Red flags with the FLOC eagle and slogan, "Hasta la victoria" (Until the Victory), filled the air.

Among the marchers were children of all ages. About twenty Chicano students came from a FLOC group at a local high school.

The march called for government enforcement of migrant housing laws, better wages for farm workers, the right of farm labor to organize, and replacing the labor contracting system with the union hiring hall.

The marchers, about 130 in all, chanted "Viva FLOC" and "Viva la causa" as they proceeded through the streets of the Chicano community. Supporters waved from their windows. Automobile drivers honked their horns in sympathy.
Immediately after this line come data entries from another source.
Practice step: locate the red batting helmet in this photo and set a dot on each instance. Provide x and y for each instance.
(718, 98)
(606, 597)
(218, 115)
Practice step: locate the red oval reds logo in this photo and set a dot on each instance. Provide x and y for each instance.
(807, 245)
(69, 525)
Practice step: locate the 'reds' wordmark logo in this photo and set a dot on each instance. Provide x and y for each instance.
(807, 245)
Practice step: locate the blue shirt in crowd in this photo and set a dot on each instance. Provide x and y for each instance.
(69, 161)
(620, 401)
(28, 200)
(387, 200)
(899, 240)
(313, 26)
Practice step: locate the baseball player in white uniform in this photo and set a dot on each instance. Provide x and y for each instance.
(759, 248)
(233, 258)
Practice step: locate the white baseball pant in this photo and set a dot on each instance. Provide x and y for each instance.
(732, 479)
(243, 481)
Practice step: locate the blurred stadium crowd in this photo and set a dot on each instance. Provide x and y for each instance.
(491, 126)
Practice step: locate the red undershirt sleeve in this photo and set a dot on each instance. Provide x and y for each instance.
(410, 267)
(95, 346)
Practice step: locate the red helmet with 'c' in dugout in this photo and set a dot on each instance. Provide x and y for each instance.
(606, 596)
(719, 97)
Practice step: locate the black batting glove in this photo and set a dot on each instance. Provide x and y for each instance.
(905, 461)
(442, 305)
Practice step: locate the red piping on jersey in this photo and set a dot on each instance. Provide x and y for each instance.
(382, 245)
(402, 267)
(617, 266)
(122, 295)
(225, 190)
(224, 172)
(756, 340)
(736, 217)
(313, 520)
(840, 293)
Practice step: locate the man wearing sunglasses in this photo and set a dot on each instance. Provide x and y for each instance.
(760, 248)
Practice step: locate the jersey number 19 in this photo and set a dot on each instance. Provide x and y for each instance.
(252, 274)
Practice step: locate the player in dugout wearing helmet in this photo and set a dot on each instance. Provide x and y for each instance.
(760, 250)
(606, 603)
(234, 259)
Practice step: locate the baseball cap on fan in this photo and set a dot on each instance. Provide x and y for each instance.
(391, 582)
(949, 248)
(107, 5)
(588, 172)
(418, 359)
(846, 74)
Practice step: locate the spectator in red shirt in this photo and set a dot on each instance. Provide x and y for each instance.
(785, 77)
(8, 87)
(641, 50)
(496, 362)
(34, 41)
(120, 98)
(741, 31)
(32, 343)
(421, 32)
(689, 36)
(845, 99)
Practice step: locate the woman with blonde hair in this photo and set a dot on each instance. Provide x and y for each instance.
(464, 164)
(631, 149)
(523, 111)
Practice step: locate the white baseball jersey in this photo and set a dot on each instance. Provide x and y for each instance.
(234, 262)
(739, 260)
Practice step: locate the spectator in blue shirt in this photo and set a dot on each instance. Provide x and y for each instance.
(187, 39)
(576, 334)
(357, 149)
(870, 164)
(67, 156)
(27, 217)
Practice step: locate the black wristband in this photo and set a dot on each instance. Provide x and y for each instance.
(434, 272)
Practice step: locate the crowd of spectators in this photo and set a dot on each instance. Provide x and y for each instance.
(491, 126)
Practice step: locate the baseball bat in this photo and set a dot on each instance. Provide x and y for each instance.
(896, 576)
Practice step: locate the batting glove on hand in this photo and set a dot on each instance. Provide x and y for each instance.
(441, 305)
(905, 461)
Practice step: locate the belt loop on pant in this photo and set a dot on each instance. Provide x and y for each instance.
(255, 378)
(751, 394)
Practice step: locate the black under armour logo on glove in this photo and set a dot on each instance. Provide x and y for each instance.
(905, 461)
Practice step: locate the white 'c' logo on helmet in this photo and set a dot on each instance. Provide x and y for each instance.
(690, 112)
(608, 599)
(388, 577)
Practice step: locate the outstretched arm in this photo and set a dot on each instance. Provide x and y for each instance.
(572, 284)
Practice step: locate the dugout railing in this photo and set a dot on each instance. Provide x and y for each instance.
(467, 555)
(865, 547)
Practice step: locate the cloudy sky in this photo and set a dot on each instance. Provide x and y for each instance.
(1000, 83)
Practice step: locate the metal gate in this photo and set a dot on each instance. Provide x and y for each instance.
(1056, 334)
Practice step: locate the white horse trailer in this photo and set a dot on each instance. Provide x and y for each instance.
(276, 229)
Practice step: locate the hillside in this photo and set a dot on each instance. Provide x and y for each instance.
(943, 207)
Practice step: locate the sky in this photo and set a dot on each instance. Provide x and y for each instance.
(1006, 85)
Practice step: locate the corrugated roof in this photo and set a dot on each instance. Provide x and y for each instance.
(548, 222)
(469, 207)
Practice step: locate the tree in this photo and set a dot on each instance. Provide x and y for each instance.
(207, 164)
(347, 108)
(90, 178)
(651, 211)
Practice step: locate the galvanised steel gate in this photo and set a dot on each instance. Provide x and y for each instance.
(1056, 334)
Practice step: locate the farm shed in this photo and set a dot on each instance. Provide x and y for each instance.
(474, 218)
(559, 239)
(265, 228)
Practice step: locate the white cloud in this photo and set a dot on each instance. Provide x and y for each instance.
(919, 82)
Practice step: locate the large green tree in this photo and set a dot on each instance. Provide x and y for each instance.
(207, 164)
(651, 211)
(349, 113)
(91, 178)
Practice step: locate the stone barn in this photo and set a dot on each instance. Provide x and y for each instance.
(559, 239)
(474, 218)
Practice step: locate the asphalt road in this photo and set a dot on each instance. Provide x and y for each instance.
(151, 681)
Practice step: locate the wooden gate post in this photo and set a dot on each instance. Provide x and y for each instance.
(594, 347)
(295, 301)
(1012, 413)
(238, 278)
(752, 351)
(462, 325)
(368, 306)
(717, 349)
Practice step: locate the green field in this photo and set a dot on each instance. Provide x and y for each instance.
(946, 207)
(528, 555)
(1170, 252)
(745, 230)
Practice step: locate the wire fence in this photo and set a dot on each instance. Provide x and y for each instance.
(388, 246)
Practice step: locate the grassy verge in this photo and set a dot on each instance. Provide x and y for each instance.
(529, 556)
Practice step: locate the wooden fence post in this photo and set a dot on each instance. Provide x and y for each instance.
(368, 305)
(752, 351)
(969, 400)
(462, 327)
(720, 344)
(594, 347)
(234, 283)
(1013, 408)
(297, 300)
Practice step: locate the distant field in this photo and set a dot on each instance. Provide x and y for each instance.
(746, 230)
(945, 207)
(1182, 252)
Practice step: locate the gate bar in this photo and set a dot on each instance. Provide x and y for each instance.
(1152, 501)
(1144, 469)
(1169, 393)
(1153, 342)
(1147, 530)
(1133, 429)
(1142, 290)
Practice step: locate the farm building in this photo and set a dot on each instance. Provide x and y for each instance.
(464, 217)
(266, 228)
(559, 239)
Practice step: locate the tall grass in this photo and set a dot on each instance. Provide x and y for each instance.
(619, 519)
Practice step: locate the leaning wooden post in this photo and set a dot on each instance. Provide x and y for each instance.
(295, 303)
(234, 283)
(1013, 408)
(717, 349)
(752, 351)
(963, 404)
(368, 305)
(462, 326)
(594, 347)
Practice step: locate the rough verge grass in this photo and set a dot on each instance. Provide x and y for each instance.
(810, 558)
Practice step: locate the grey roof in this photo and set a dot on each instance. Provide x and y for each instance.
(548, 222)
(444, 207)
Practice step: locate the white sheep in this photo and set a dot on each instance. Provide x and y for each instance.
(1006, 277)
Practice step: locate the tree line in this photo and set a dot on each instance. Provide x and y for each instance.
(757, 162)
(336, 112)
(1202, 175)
Bystanders shouted encouragement, and some joined the march.

FLOC President Baldemar Velasquez was the featured speaker. "Two children died in the fields this summer because the government won't enforce the child labor law," Velasquez told the Militant. "They won't enforce the existing housing codes either. Farm workers themselves must organize to better their conditions."  
 
October 23, 1950
The Truman administration began to enforce the McCarran-Kilgore police-state law last week. Section 22 of the law forbids the entry into this country of any alien who has "at any time" been a member of, or affiliated with a "communist" or other "totalitarian" party. The Attorney General may make exceptions in cases of foreign visitors coming here temporarily, but is required under the law to report the information about these exceptions to Congress.

The consequence of enforcing Section 22 was that hundreds of people arriving at Ellis Island, especially Germans and Italians, were detained at Ellis Island while the Department of Justice considered their cases. The congestion became so great that the State Department suspended all visas except those of DP's and ordered a rescreening of all aliens abroad who had applied for entry into the U.S.

Public reaction was so unfavorable that some of the chief congressional sponsors of the law protested that the administration was deliberately enforcing Section 22 in such a way as to create "ill will" toward the law. But everything the administration was doing was authorized and permissible under Section 22.